Towards the end of last week I attended a two day symposium on Statistics in Journalism Practice and Education at the University of Sheffield. The programme was mixed, with several reviews of data journalism is or could be, and the occasional consideration of what stats might go into a statistics curriculum for students, but it got me thinking again about the way that content gets created and shunted around the news world.
Take polls, for example. At one point a comment got me idly wondering about the percentage of news copy that is derived from polls or surveys, and how it might be possible to automate the counting of such things. (My default position in this case is usually to wonder what might be possible be with the Guardian open platform content API. But I also started to wonder about how we could map the fan out from independent or commissioned polls or surveys as they get reported in the news media, then maybe start to find their way into other reports and documents by virtue of having been reported in the news.
This sort of thing is a corollary to tracking the way in which news stories might make their way from the newswires and into the papers via a bit of cut-and-pasting, as Nick Davies wrote so damningly about several years ago now in Flat Earth News, his indictment of churnalism and all that goes with it; it also reminds me of this old, old piece of Yahoo Pipes pipework where I tried to support the discovery of Media Release Related News Stories by putting university press release feeds into the same timeline view as news stories about that university.
I don’t remember whether I also built a custom search engine at the time for searching over press releases and news sites for mentions of universities, but that was what came immediately to mind this time round.
So for starters, here’s a quick Google Custom Search Engine that searches over a variety of polling organisation and news media websites looking for polls and surveys – Churnalism Times (Polls & Surveys Edition).
Here’s part of the setup, showing the page URL patterns to be search over.
I added additional refinements to the tab that searches over the news organisations so only pull out pages where “poll” or “survey” is mentioned. Note that if these words are indexed in the chrome around the news story (eg in a banner or sidebar), then we can get a false positive hit on the page (i.e. pull back a page where an irrelevant story is mentioned because a poll is linked to in the sidebar).
From way back when when I took an interest in search more than I do now, I thought Google was trying to find ways of distinguishing content from furniture, but I’m not so sure any more…
Anyway, here’s an example of a search into polls and surveys published by some of the big pollsters:
And an example of results from the news orgs:
For what it’s worth I also put together a custom search engine for searching over press releases – Churnalism Times (PR wires edition):
The best way of using this is to just past in a quote, or part of a quote, from a news story, in double quotes, to see which PR notice it came from…
To make life easier, an old bookmarklet generator I produced way back when on an Arcadia fellowship at the Cambridge University Library, can be used to knock up a simple bookmarklet that will let you highlight a chunk of text and then search for it – get-selection bookmarklet generator.
Give it a sensible title; then this is the URL chunk you need to add:
https://www.google.com/cse/publicurl?cx=016419300868826941330:wvfrmcn2oxc&q=
Sigh.. I used to have so much fun…
PS it actually makes more sense to enclose the selected quote in quotes.
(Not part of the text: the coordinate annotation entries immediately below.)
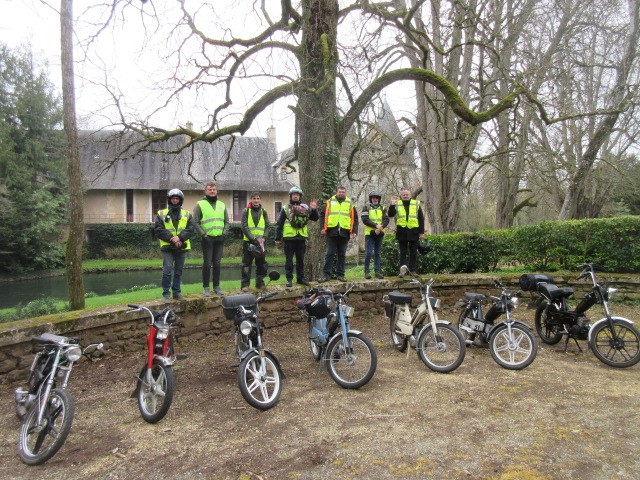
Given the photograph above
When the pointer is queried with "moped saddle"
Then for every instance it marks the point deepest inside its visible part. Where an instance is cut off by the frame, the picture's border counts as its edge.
(474, 297)
(230, 303)
(553, 292)
(399, 298)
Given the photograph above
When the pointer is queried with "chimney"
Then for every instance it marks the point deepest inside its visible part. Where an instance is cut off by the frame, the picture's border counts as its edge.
(271, 135)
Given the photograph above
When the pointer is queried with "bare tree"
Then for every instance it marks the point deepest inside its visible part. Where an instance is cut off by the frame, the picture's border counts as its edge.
(75, 237)
(296, 50)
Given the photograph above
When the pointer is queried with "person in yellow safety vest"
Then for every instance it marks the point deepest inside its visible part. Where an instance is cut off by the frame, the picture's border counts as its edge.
(254, 224)
(409, 227)
(210, 216)
(375, 220)
(174, 227)
(340, 226)
(292, 232)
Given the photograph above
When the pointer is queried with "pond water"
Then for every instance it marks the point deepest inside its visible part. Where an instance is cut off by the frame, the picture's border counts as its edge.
(101, 283)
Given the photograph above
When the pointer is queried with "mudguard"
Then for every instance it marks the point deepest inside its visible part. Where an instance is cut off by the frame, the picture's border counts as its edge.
(621, 319)
(428, 324)
(515, 322)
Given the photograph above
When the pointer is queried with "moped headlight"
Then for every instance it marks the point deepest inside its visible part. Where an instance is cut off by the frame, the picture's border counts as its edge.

Here’s a tweaked version of the bookmarklet code I grabbed from my installation of it in Chrome:
javascript:(function()%7Bvar t%3Dwindow.getSelection%3Fwindow.getSelection().toString()%3Adocument.selection.createRange().text%3Bwindow.location%3D%27https%3A%2F%2Fwww.google.com%2Fcse%2Fpublicurl%3Fcx%3D016419300868826941330%3Awvfrmcn2oxc%26q%3D"%27%2Bt%2B%27"%27%3B%7D)()
PPS I’ve started to add additional search domains to the PR search engine to include political speeches.